Zyczę Ci dużo siły i wytrwałości. Blachodachówka też ładnie będzie wyglądała, więc głowa do góry  :Wink2:  Czekamy na nowe wiesci, fotki itp  :big grin:

----------


## kotecek

Basniowy Snie, fajnie, ze now jestes! 

Blachodachowka nie jest wcale taka zla! My tez mielismy miec blache na dachu, wyglada prawie jak dachowka i jest lekka (moze pod dachowke musielibyscie zmieniac cala wiezbe?). No i z pewnoscia jest tansza, co daje Wam mozliwosc zagospodarowania zaszczedzonych pieniedzy w inny sposob  :smile:  

Zawsze staram sie szukac plusow   :Wink2:  

Wiem, ze na pewno jest ciezko przyleciec az z Kanady i nie da sie przyjezdzac do Polski tak czesto jakby sie chcialo... Ale mam nadzieje, ze spelnicie swoje marzenie a i Twoj maz w koncu otrzyma amnestie i wybaczysz mu, ze kupil blachodachowke. Pewnie brat go namowil   :Wink2:   Wiesz, jak to jest a chlopami   :Wink2:

----------


## FairyDream/BasniowySen

> Zyczę Ci dużo siły i wytrwałości. Blachodachówka też ładnie będzie wyglądała, więc głowa do góry  Czekamy na nowe wiesci, fotki itp


Monia, dzieki za pocieszenie, a co do fotek bedzie ciezko, maz w zeszlym roku wzial ze soba i kamere i aparat i co... *zero* zdjec! Wiesci rowniez slabe, gdyz w zolwim tempie sie wszystko odbywa. 

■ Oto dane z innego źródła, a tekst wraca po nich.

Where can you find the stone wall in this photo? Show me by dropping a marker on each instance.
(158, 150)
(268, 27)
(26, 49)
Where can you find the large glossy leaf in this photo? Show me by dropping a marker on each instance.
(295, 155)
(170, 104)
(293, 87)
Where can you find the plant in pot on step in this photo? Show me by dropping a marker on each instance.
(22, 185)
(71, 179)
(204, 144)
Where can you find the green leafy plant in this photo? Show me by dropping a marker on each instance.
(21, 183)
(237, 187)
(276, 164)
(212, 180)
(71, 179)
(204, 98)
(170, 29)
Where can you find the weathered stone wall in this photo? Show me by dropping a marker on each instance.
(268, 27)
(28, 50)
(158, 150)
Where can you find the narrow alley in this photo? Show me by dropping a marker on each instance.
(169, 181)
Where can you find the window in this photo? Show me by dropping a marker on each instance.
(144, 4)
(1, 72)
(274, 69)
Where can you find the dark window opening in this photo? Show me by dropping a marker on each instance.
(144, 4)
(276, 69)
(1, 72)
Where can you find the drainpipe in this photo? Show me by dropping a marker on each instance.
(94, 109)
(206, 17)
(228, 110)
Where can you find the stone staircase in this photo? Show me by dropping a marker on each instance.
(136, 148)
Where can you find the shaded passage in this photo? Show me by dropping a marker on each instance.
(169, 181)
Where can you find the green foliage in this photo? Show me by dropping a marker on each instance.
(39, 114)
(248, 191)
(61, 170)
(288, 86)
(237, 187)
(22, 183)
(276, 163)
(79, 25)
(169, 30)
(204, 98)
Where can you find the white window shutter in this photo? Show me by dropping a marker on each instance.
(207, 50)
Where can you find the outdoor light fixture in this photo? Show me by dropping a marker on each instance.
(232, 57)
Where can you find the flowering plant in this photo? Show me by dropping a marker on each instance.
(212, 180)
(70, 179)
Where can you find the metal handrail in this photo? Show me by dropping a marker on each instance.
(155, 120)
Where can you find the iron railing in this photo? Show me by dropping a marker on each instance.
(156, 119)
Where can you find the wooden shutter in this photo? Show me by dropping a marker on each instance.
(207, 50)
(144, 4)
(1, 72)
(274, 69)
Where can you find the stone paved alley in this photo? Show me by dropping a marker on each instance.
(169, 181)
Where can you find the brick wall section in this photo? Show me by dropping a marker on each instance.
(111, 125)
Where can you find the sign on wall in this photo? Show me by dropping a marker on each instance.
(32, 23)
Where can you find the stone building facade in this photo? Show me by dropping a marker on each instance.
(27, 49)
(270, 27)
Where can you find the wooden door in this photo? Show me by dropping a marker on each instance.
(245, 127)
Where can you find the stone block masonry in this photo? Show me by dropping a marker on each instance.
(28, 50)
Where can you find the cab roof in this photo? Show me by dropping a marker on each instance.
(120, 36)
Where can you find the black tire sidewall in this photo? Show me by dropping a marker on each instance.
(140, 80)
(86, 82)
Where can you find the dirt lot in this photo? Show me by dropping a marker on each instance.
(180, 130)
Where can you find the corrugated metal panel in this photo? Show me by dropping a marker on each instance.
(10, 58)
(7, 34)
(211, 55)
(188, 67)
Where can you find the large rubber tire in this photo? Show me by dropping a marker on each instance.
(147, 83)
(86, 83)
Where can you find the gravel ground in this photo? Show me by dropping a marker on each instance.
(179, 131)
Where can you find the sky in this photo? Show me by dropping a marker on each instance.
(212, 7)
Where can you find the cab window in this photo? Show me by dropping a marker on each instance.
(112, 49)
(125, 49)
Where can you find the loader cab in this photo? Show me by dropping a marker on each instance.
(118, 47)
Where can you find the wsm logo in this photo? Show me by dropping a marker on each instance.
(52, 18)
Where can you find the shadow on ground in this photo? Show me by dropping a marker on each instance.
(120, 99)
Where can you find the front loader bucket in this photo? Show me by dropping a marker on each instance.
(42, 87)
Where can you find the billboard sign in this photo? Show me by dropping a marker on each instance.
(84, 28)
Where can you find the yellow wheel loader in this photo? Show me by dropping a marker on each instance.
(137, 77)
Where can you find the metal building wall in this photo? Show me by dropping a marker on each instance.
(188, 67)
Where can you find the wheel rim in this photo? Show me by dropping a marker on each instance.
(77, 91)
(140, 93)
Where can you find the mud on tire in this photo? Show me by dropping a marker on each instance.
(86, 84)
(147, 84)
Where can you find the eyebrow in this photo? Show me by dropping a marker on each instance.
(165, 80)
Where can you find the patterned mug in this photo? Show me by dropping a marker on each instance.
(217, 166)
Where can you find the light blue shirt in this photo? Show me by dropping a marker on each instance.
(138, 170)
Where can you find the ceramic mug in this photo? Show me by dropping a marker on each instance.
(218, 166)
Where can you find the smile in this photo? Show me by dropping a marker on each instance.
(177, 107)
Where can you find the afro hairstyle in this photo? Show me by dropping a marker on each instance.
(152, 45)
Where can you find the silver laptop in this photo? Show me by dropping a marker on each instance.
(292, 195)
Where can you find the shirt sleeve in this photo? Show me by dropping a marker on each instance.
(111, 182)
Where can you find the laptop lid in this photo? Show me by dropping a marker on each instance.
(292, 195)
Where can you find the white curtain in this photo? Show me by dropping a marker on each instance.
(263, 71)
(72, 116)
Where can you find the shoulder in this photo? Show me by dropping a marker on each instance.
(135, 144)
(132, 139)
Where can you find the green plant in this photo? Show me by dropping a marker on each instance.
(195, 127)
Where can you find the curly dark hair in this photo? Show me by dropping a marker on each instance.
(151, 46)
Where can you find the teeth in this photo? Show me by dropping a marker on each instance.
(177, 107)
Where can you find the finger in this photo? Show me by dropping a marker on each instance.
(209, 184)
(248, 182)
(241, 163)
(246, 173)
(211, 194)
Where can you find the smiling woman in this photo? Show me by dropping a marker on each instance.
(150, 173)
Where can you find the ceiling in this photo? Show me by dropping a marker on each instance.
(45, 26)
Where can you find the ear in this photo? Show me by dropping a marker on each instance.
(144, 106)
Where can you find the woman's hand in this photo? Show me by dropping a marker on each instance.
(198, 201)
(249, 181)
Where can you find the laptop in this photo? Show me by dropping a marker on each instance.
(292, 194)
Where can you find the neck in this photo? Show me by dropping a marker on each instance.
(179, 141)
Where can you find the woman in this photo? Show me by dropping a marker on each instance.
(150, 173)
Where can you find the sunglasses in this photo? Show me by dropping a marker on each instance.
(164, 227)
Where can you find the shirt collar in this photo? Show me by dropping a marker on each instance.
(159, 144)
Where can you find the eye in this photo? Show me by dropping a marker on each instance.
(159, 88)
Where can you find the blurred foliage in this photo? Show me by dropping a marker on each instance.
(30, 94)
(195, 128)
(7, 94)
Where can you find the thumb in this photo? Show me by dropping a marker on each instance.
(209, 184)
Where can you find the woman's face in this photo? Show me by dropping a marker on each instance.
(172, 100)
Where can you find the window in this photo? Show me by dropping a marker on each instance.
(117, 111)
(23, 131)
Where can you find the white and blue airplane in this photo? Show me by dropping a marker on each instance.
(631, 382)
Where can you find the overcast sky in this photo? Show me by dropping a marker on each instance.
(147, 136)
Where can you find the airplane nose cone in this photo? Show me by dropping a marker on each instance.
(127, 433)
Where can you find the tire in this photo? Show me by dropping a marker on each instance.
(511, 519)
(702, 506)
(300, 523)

*kotecek* milutka, jak sie czujesz? 
Zartujesz?! Wybaczyc?! Nie tak szybko, wlasnie dlatego, ze dal sie namowic swojemu braciszkowi!

----------


## monia i marek

duuuużo miłości  :big grin:

----------


## FairyDream/BasniowySen

> duuuużo miłości


*Monia* sloneczko, bo sie zaraz rozkleje i poplacze w meza rekaw  :wink:  a ja mam "udawac" wielce obrazona.   :Lol:

----------


## FairyDream/BasniowySen

Witam.
Przekonalam sie, ze bez FM ani kroku dalej nie zrobie  :wink:  ; mam problem, jest to duzy problem, nie wiem co dalej robic.  :Confused:  
Bo tak ... wszystko zaczelo sie za szybko tzn: caly moj plan z agro i adaptacja stodoly. Zaczelam od konca to znaczy: juz na dniach ma byc zmieniany dach na stodole - w zaleznosci od pogody a, nie mam jeszcze planu przebudowy, nawet ptaki jeszcze nie spiewaja o tym   :Confused:  ;  obecnie jestem na etapie poszukiwan architekta; znalazlam dwoch z pobliskiego miasta, ale kiedy dzwonie mam info, ze nie ma takiego nr /?/ dziwne. 
I tak... do srody mam dac dekarza odpowiedz, w jakim miejscu chce miec okna dachowe,  wybralam Fakro -  okno obrotowe FTS-V 94x140 i tutaj wlasnie powstal problem, poczatkowo nie mialam w planie adaptacji poddasza, ale stodola jest wysoka wiec po namysle postanowilam zrobic dwa pokoje rodzinne po dwoch stronach stodoly; jest waska ale dluga 6m na 14m, wiec mozna cos zdzialac, jednak odradzaja mi wstawianie okien dachowych, gdyz beda okna scienne a ja na upartego chce je miec! Doradzcie prosze co zrobic - zrezygnowac?

----------


## kotecek

Jesli chcesz okna miec, to je zaloz! A co! Bedzie jasniej! z tym, ze moze wlasciwie rzeczywiscie jest to niepotrzebne, bo okna scienne w zupelnosci wystarcza? Nie wiem jak wyglada projekt... 
Zrob jak uwazasz!

----------


## FairyDream/BasniowySen

*kotecek*, jasne, ze zrobie jak uwazam, o tym to i maz wie i nie ingeruje w moje plany - dalsze plany oczywiscie.  :Wink2:  Beda okna dachowe, tylko aura kaprysna a dekarze az sie "pala" do zmiany "mojego"   :Lol:   dachu. Jesli sie nie ociepli, tooo bedzie nie wesolo, gdyz maja juz pozamawiane terminy - jakies fatum czy cus?   :cry:  
Coraz bardziej mi pod gore.

----------


## kotecek

Jak sie umowili, ze zrobia, to musza zrobic! Cisnij ich tylko ostro  :wink:  

I nie pisz tu o zadnych fatum i "pod gore" bo ja Ci zaraz pokaze!!!  :wink: 

Pozdrawiam cieplutko   :big tongue:

----------


## FairyDream/BasniowySen

Nooo *koteckowa*  :wink:  jakas Ty bojowa!   :Lol:  
Zaczynam tracic cierpliwosc i nachodzi mnie male zniechcecenie, ponownie otrzymalam odmowe architekta. No i co na to powiesz Pani koteckowa?   :cry:  
No nic wszystko zalezne teraz od pogody. Pozostawiam stodole na jakis czas.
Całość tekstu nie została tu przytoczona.